Here is a link to one of the easiest to understand presentations of how ENFORCED FRAUDS ARE SYMBOLIC ROBBERIES, as in the case of the way that the American Dollar is created out of nothing as debts by private banks, while the American government backs that up:


The Biggest Scam In The History Of Mankind

However, the relatively few people who begin to superficially understand that the global economy operates as organized crime tend to not engage in deeper analysis of how and why that IS the case. Rather, there is almost always a collapse back to the bullshit of false fundamental dichotomies and the related impossible ideals that are presented as the hackneyed basis for bogus "solutions."

Events where the ruling classes meet tend to rub in our faces the basic social facts that systems based on enforcing frauds are operated by the best available professional hypocrites. AGAIN, I emphasize that realistic resolutions of the real problems would require enough people not only understanding global economy as organized crime, but also, enough people understanding how and why that was necessary.
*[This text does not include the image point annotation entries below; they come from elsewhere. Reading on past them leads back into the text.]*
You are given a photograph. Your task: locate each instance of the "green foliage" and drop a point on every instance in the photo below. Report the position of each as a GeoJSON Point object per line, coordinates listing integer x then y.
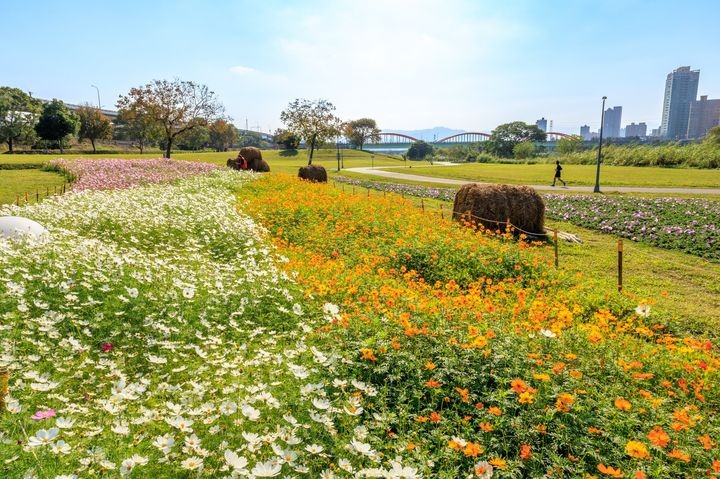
{"type": "Point", "coordinates": [359, 132]}
{"type": "Point", "coordinates": [93, 125]}
{"type": "Point", "coordinates": [506, 136]}
{"type": "Point", "coordinates": [172, 107]}
{"type": "Point", "coordinates": [523, 150]}
{"type": "Point", "coordinates": [287, 139]}
{"type": "Point", "coordinates": [56, 123]}
{"type": "Point", "coordinates": [569, 144]}
{"type": "Point", "coordinates": [223, 134]}
{"type": "Point", "coordinates": [313, 121]}
{"type": "Point", "coordinates": [18, 115]}
{"type": "Point", "coordinates": [419, 150]}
In reply to by whether underground

RedBaron616 JRobby Mon, 01/22/2018 - 20:43 Permalink

Nonsense. You talk like a socialist. Someone has more than I do. Waaa!  Waaa! Try saving money instead of spending every dollar you make. Eat at home. Don't buy the latest $1,000 smartphone. I have had only one smartphone, it cost $300, and it is going on its 4 year! I also drive used cars. Much less depreciation and I bought it outright. I owe no one for it. You whiners go buy a new car with a 6 or 7 year loan. Cry me a river.

In reply to by JRobby

Jtrillian RedBaron616 Mon, 01/22/2018 - 20:59 Permalink

The tree of liberty must be refreshed from time to time with the blood of patriots and tyrants.” - Thomas Jefferson

Your saying that while the market is at all time historic highs and massively overbought.  Let's revisit this when the next market downturn arrives (if ever). 
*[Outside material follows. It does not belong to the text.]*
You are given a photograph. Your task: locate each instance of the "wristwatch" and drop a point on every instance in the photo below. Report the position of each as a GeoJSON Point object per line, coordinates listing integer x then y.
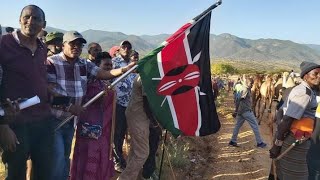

You are correct that lots of innocent people die.  That is the price people must pay for their apathy and complacency.  Never forget... all evil needs to succeed is for GOOD PEOPLE to remain silent.  People have remained silent for too long and now we are living in a McCarthiest/Orwellian society and it is advancing at a rapid pace. 

You say that all people have to do is work hard.  For some people you are correct.  But I know plenty of people who work harder than most and they barely get by.  It wasn't always that way.  We now live in a society where 60 hours is the new 40 and many households have both spouses working just to get by when it used to be one spouse working, they didn't need a college education, AND they still lived pretty well.  Understand that tyranny is tenacious and patient.  It often takes hold quietly over the decades/generations. 

It's dangerous thinking when you imply "it's not that bad".  You are trying to rationalize a society that is in serious decline (not so if  all you pay attention to is the DOW).  Make sure you take a step back and assess if that warm bath you are taking isn't a pot being turned up to a boil (see the boiled frog parable). 

One final note.  I do not look forward to what comes next.  I realize better than most that any revolution would create a power vacuum and there are more than a few special interests who would be more than happy to step in and replace the current government with their own form of tyrannical rule. Revolutions do not guarantee progress.  We were truly fortunate (and very lucky) to have the nation that our forefathers created.  Unfortunately, the same cannot be said today.

In reply to by RedBaron616

PGR88 Mon, 01/22/2018 - 16:53 Permalink


first handlers of newly printed money will always reap the outsized rewards from it. That's been known since the early 18th century.